Similar question here.
> str(toad)
'data.frame': 1299 obs. of 41 variables:
$ DateTime : POSIXct, format: "2008-01-10 12:04:00" "2008-01-10 12:13:00" ...
$ CYR : int 2008 2008 2008 2008 2008 2008 2008 2008 2008 2008 ...
$ Season : Factor w/ 2 levels "DRY","WET": 1 1 1 1 1 1 1 1 1 1 ...
$ Site : Factor w/ 47 levels "1","2","3","4",..: 10 11 12 13 14 15 16 17 9 1 ...
$ Latitude : num 25.6 25.6 25.6 25.6 25.6 ...
$ Longitude : num -80.3 -80.3 -80.3 -80.3 -80.3 ...
$ occur : int 0 0 0 0 0 1 0 0 0 0 ...
$ temp : num 23.3 23.7 22.8 22.6 22.7 ...
$ DO : num 6.18 7.56 5.62 5.85 6.49 6.29 5.21 5.36 6.66 5.9 ...
$ sal : num 30.7 30.9 30.2 30 29.8 ...
$ water_depth : int 80 72 98 95 97 85 78 90 58 74 ...

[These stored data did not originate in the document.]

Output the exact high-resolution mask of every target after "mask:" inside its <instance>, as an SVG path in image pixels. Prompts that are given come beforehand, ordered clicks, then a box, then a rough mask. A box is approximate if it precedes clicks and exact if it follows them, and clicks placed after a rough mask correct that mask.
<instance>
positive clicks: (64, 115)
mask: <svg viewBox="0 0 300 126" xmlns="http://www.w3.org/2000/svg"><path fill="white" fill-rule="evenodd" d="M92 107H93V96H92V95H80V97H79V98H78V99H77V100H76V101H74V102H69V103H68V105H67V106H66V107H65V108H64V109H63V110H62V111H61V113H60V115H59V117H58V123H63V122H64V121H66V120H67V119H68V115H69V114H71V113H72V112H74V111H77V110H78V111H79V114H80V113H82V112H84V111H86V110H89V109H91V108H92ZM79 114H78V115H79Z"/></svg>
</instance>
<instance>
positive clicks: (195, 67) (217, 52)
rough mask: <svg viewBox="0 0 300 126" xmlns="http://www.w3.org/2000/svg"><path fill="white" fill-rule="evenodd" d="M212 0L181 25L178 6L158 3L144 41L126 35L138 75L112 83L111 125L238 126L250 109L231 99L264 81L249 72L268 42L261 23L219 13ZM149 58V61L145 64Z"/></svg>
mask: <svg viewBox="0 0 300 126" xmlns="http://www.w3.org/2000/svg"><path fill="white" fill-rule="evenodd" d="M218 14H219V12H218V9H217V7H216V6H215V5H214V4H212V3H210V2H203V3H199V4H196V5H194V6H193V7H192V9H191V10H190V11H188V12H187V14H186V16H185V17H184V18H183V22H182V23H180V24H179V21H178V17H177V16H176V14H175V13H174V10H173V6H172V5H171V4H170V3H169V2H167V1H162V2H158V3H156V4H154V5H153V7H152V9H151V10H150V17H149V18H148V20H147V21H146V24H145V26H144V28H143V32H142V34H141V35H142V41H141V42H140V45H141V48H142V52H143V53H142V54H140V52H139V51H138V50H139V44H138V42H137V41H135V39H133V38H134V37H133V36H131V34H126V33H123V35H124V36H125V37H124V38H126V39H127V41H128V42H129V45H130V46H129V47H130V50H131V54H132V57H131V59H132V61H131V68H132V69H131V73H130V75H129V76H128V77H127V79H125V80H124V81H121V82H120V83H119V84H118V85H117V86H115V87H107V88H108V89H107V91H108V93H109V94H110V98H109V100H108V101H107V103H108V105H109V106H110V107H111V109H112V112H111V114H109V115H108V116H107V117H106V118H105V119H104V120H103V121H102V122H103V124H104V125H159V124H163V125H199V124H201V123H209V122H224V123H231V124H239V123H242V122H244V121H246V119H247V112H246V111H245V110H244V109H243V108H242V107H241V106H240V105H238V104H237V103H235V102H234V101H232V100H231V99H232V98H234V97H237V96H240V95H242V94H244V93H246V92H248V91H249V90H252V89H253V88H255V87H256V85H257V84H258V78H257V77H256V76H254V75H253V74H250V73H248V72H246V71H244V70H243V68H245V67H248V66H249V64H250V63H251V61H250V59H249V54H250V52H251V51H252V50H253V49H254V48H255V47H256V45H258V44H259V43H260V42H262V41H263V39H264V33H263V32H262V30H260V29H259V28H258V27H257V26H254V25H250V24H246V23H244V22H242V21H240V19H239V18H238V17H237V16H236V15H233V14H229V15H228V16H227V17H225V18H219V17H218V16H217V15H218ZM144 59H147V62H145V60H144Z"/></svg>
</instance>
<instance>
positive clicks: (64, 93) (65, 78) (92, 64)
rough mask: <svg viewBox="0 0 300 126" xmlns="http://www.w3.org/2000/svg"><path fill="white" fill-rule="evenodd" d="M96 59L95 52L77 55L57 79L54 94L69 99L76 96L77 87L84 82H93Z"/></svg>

$ sed_depth : num 23 48 12 32 43 45 49 32 23 90 ...
$ total_ave_sg : num 2.52 23.3 1.8 19.6 3.01 ...
# occur = occurrence of a species
fit4 <- gam(occur ~ s(DO) + # <- Dissolved oxygen
s(sed_depth) + # <- depth
s(total_ave_sg) + # <- percent cover (0-100%)
Season +
s(CYR, bs = "cr") + # <- Calendar year
s(Site, bs = "re"), # <- Site/location as a random effect
family = binomial(link = "logit"),
method = "REML",
select = TRUE,
data = toad)
> concurvity(fit4, full=T)
para s(DO) s(sed_depth) s(total_ave_sg) s(CYR) s(Site)
worst 1 0.3802842 0.6217770 0.2986150 0.23531051 1.00000000
observed 1 0.1918930 0.5725485 0.2203862 0.06878478 0.09344120
estimate 1 0.2769450 0.4834160 0.1950572 0.07738156 0.07391145
> concurvity(fit4, full=F)
$worst
para s(DO) s(sed_depth) s(total_ave_sg) s(CYR) s(Site)
para 1.000000e+00 5.036488e-24 2.275604e-24 4.310459e-23 4.962884e-29 1.000000000
s(DO) 5.043914e-24 1.000000e+00 2.530075e-02 2.765640e-02 1.336079e-01 0.064033858
s(sed_depth) 2.275526e-24 2.530075e-02 1.000000e+00 2.315783e-02 7.889635e-02 0.567590052
s(total_ave_sg) 4.310350e-23 2.765640e-02 2.315783e-02 1.000000e+00 5.784493e-02 0.204371114
s(CYR) 5.003954e-29 1.336079e-01 7.889635e-02 5.784493e-02 1.000000e+00 0.008012877
s(Site) 1.000000e+00 6.403386e-02 5.675901e-01 2.043711e-01 8.012877e-03 1.000000000
$observed
para s(DO) s(sed_depth) s(total_ave_sg) s(CYR) s(Site)
para 1.000000e+00 3.254358e-29 1.216070e-30 2.341476e-29 1.862720e-32 0.0002245256
s(DO) 5.043914e-24 1.000000e+00 8.695274e-03 8.780887e-03 9.464506e-03 0.0138762214
s(sed_depth) 2.275526e-24 1.304780e-02 1.000000e+00 1.451928e-02 1.517301e-02 0.0749805944
s(total_ave_sg) 4.310350e-23 8.159973e-03 1.655912e-02 1.000000e+00 2.231508e-02 0.0057132166
s(CYR) 5.003954e-29 6.791088e-02 6.209756e-02 2.708953e-02 1.000000e+00 0.0005340506
s(Site) 1.000000e+00 4.310547e-02 4.945183e-01 1.643716e-01 1.663373e-03 1.0000000000
$estimate
para s(DO) s(sed_depth) s(total_ave_sg) s(CYR) s(Site)
para 1.000000e+00 2.270658e-26 1.012886e-26 2.278115e-25 4.514521e-30 0.0212936937
s(DO) 5.043914e-24 1.000000e+00 8.352295e-03 1.397560e-02 2.926287e-02 0.0069019311
s(sed_depth) 2.275526e-24 8.701278e-03 1.000000e+00 1.515966e-02 1.341093e-02 0.0320347100
s(total_ave_sg) 4.310350e-23 1.286278e-02 1.030622e-02 1.000000e+00 1.374981e-02 0.0122544865
s(CYR) 5.003954e-29 9.722621e-02 5.657602e-02 2.371417e-02 1.000000e+00 0.0003069276
s(Site) 1.000000e+00 3.677024e-02 4.125038e-01 1.235044e-01 1.300316e-03 1.0000000000
Best Answer
This was the answer I found:
One is doing X1 = f(X2) + f(X3) + f(X4) and the other... X1 = f(X2), X1 = f(X3), X1 = f(X4)...etc
The first one, with full = TRUE is similar to the VIF. The second one, with full = FALSE is like the Pearson correlation; it does pair-wise stuff. They are NOT supposed to match. High concurvity (=1.0) of parametric factors with low levels doesn't matter and other variables with high-ish concurvity can be taken out of the model.